2015年1月23日金曜日

恩師論 (1)


恩師について書く必要が生じた。
最初の前提である。私は素晴らしい恩師に出会えて自分を導いてもらった、というたぐいの話を聞くのが嫌だ。そう思う理由は二つある。
一つは、私がおそらくいい恩師に出会えていなくて、そのような話をする人がうらやましくてしょうがないのだ。テレビで松井秀喜氏が、長嶋茂雄氏という偉大な恩師から、手取り足取りバッティングをコーチしてもらったという話を聞いた。やはりどこか羨ましいし、悔しい。だから好きになれない。まあ、これはふざけた理由だ。だから私は●●さんが××先生の話をすると腹が立つのである。それはうらやましいからだ。

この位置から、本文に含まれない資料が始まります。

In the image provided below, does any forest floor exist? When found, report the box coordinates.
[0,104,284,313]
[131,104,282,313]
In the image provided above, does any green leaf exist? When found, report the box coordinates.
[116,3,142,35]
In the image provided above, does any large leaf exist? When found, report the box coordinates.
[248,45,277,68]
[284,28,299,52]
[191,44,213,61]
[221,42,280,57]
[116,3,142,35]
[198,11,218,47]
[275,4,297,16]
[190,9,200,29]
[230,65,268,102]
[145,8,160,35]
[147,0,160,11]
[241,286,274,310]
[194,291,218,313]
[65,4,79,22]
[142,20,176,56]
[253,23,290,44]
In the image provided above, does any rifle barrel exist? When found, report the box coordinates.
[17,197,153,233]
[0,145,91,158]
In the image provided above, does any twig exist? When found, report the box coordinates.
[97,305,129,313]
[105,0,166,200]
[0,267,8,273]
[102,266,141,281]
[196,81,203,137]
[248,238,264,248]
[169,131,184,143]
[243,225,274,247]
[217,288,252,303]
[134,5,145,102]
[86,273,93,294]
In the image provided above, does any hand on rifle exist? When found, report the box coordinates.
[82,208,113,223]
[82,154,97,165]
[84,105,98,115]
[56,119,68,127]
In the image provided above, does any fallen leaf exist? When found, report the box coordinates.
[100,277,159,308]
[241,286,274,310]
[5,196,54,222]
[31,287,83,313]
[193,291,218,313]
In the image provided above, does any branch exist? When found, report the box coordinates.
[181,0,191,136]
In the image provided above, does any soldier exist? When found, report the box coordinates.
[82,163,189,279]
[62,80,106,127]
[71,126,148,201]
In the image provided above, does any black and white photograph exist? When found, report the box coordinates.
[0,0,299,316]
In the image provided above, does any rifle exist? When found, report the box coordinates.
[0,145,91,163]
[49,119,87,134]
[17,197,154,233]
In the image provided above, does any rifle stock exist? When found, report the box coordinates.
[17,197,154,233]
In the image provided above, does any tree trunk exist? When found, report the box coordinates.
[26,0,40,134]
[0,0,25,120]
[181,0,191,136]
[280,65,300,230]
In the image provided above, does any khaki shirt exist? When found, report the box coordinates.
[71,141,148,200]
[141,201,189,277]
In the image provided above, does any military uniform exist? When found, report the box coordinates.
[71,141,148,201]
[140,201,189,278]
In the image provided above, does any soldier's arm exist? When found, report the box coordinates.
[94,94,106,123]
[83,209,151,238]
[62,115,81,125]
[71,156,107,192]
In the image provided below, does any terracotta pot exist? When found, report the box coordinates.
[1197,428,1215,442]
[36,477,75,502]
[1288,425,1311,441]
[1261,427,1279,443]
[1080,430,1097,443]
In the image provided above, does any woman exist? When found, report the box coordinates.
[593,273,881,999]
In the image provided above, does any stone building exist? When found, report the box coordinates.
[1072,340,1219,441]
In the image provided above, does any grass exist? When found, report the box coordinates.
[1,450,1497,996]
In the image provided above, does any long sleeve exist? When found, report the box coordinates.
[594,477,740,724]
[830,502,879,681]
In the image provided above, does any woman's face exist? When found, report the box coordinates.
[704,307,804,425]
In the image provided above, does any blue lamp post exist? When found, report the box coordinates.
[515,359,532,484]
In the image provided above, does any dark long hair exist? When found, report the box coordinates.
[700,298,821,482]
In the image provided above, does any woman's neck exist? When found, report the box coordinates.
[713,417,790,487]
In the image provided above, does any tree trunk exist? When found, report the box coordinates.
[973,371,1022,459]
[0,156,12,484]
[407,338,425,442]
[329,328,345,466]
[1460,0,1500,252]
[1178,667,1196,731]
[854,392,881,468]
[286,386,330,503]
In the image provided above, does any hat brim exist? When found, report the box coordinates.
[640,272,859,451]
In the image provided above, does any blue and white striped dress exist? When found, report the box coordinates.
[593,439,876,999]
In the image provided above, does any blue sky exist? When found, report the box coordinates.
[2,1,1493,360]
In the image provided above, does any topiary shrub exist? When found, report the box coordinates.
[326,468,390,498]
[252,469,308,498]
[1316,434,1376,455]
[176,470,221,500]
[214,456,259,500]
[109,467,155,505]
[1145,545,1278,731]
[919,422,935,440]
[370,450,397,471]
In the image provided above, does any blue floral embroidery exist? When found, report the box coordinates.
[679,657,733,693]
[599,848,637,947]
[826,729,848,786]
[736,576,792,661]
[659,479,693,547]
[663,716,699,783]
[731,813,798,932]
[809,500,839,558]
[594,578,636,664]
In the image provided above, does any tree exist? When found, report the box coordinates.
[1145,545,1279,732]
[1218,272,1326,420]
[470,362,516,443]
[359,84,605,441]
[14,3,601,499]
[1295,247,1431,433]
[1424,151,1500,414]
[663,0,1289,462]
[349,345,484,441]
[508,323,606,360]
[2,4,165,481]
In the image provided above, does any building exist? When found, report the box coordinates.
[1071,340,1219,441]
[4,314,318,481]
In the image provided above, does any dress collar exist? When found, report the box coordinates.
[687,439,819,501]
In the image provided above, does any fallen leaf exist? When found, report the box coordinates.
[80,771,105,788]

二つ目はもう少し真面目な理由である。それはなかなか理想化できるような人はいないからだ。ある非常にいい出会いがあり、その人に心酔したくなっても、その人は別の側面を持ち、全面的な理想化に耐えない。というよりは人の全側面を知ると、その人を理想化することはおそらくできなくなる。だから恩師とは距離を置いて、理想化を続けられることで初めてその人にとって一生の恩師、という感じになるのではないだろうか?恩師はあまり身近にいてはいけないのである。おそらくどんな恩師でも、いつも近くにいるとうざくて仕方なくなるだろう。どこかでラカンについて書いてあったが、ラカンはおそらく身近にいたらとても耐えられないような人であったという。でもあれほど理想化されている人もいないのではないだろうか?